Al cabo de unos segundos, el rostro de Gag Mediotroncho apareció en la pantalla con la sonrisa de aquel que se sabe a diez años luz de la cara del vogón a quien está mirando. En algún punto de la sonrisa había también un destello de ironía. Aunque Prostetnic se refería a él de manera invariable como «mi especialista cerebral particular», no había mucho cerebro que tratar, y en realidad era Mediotroncho quien contrataba al vogón. Le pagaba una enorme cantidad de dinero por realizar un trabajo verdaderamente sucio. Al ser uno de los psiquiatras más destacados y famosos de la Galaxia, Mediotroncho y un grupo de colegas se encontraban bien dispuestos a gastar muchísimo dinero en un momento en que todo el futuro de la psiquiatría podría verse amenazado.
–Bien –dijo–; hola, Prostetnic, mi capitán de los vogones, ¿qué tal nos encontramos hoy?
El capitán vogón le dijo que durante las últimas horas había flagelado a casi la mitad de su tripulación en un ejercicio disciplinario.

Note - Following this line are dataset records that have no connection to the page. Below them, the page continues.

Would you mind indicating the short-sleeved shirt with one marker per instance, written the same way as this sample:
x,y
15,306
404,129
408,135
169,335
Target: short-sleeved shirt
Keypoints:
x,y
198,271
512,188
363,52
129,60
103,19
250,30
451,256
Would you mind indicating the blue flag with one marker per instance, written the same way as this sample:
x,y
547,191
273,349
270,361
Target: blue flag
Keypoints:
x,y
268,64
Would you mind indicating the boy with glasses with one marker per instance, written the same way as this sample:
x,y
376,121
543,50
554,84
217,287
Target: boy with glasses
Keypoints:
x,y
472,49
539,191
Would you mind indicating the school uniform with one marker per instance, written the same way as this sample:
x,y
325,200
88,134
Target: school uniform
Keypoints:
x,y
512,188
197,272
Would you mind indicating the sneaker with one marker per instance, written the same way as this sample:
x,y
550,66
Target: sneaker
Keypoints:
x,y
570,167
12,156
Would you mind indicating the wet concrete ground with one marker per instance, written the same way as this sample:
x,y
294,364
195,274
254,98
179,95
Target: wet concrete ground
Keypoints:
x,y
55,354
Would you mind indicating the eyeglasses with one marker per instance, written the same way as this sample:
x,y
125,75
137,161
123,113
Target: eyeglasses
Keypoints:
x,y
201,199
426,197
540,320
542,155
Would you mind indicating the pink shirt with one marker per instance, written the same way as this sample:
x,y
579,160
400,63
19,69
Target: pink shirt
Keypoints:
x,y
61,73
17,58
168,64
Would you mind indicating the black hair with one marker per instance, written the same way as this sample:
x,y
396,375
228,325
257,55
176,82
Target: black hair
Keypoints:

La sonrisa de Mediotroncho no tembló ni un instante.
–Bueno –repuso–, me parece que es un comportamiento absolutamente normal para un vogón, ¿sabes? Una canalización natural y saludable de los instintos agresivos en actos de violencia sin sentido.
–Eso es lo que dices siempre –rugió el vogón.
–Pues me sigue pareciendo que, para un psiquiatra, es un comportamiento enteramente normal –contestó Mediotroncho–. Bien. Es evidente que nuestras actitudes mentales están hoy perfectamente sincronizadas. Y dime, ¿qué noticias tienes de la misión?
–Hemos localizado la nave.
–¡Maravilloso –exclamó Mediotroncho–, estupendo! ¿Y los ocupantes?
–Está el terráqueo.
–¡Excelente! ¿Y...?
–Una hembra del mismo planeta. Son los únicos.
–Bien, bien –comentó Mediotroncho, rebosante de alegría–. ¿Quién más?
–Ese tal Prefect.
–¿...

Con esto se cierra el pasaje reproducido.